# Car Hire



## mrred99 (May 9, 2008)

Looking for car hire in Larnaca? anyone recommend a good one?

Thanks


----------



## BabsM (May 24, 2008)

We haven't found a consistently good one. Avis, Sixt and Hertz who have booths at the airport are generally reliable but much more expensive than some of the local firms. We have had good cars from Stavros Koukounis at a good price but someone we recommended him to wasn't pleased with theirs.


----------



## mrred99 (May 9, 2008)

no worries thanks !!! 

as always very helpful !!!


----------



## jeffrey Streets (Dec 17, 2007)

*Larnaca car hire*

HI,

I have hired many cars from the airport some on-line prior to the trip and others when I arrive. If you bargain when you arrive you may get a good discount but it depends on what type you want. I tend to go for the 4x4 which are normally expensive, but with a good discount.
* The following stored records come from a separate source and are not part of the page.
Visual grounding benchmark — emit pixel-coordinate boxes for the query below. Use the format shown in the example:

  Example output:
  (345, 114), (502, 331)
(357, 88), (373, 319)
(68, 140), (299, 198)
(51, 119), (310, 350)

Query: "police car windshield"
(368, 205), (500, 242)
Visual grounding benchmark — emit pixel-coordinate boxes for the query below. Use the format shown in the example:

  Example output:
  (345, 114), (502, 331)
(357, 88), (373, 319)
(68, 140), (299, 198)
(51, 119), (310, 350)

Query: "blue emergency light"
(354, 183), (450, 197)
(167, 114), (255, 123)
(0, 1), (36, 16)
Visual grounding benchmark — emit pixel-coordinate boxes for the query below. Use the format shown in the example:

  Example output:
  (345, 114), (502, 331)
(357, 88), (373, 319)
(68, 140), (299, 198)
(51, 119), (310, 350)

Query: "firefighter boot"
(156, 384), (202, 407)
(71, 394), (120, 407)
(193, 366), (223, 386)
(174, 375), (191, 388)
Your better off getting from the airport for convenience as the taxi there and back could pay for a couple of days hire. Along the coast road heading out of Larnaca there are a few small ones which may be cheaper, but do you really want to waste your time hunting for the cheapest. Which may not be the best in the event of an incident.

Spend some time on line and search the web for airport hire. Biggest draw back....finding the bloody entrance to the car hire when returning the car back. Also, they dont come out sometimes to check the car for damage so do it before you leave the airport.

I am finally buying a car as hiring all the time is expensive.

Drive with care.


----------